“La edad nos trae una buena cosa que es una cosa mala, nos calma, y las tentaciones, incluso las imperiosas, nos resultan menos urgentes”.
Esto escribe, en alguna página de “Historia del cerco de Lisboa”, José Saramago.
Y el post de esta semana va dedicado a mi amiga Lucía, de quien tengo la fortuna de recibir, desde Lisboa, unos mails de esos que da placer leer. Les comparto, sin permiso, lo que fueron sus primeras impresiones sobre esta ciudad portuguesa:
“Lisboa es iluminada. Las veredas son de piedra blanca con dibujitos formados en piedra negra. Esa misma vereda que se ve en Copacabana, en Rio, viene de los portugueses. Es medieval, cilíndrica, antigua, similar a cualquier otra ciudad europea aunque más austera, auténtica, menos estetizada, con almacenes, carteles de antiguas lecherías, zapaterías de barrio, esas donde se compran zapatillas, Buenos Aires está lleno de esos lugares.

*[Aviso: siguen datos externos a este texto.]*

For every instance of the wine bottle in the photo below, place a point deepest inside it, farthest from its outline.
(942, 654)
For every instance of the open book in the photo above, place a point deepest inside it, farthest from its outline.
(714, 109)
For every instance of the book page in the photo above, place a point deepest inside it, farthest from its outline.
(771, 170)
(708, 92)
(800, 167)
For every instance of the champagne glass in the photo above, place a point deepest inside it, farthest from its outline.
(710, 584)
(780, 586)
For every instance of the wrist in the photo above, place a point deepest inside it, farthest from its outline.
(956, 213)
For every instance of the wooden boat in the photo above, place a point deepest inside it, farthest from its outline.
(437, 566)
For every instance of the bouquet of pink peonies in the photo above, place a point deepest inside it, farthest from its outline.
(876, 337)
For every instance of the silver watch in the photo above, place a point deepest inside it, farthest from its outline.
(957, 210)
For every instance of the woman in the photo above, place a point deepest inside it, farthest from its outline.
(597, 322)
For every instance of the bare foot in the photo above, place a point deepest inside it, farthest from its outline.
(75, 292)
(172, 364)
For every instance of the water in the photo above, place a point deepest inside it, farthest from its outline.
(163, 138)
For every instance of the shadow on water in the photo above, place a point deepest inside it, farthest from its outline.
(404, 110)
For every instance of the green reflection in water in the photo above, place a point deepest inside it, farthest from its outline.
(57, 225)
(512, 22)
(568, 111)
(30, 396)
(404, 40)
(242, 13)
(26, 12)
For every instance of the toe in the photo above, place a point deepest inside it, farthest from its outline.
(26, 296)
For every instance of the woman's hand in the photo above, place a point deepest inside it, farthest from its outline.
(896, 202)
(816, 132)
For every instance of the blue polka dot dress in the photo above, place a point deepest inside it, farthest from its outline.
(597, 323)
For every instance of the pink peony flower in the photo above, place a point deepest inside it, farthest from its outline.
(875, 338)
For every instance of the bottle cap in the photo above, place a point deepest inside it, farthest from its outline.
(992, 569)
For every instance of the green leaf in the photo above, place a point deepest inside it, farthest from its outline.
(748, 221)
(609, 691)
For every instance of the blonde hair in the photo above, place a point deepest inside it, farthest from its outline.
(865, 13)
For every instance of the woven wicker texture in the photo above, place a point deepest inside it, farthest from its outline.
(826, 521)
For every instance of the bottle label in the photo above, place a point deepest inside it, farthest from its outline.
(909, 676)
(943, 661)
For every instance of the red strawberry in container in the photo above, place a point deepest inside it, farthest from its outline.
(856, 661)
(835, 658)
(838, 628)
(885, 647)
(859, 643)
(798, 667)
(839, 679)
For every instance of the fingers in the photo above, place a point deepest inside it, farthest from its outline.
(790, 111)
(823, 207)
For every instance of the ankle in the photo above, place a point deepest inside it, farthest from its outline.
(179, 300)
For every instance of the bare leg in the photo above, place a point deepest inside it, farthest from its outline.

También es coqueta, pintoresca, colorida, verde. Tiene mar, lindas playas y sierras, está construida sobre las sierras, se sube y se baja por las calles. Es romántica y nostálgica. La comida es buenísima y el café rico. Está lleno de cafés y librerías. La gente es amable. El señor sentado al lado mío en el avión me charlaba y cuando le conté por qué iba, no sólo me dio su teléfono para que le preguntáramos lo que fuera necesario sino que me acompañó a buscar la valija y hasta se disculpó por el clima: llovía a cántaros”.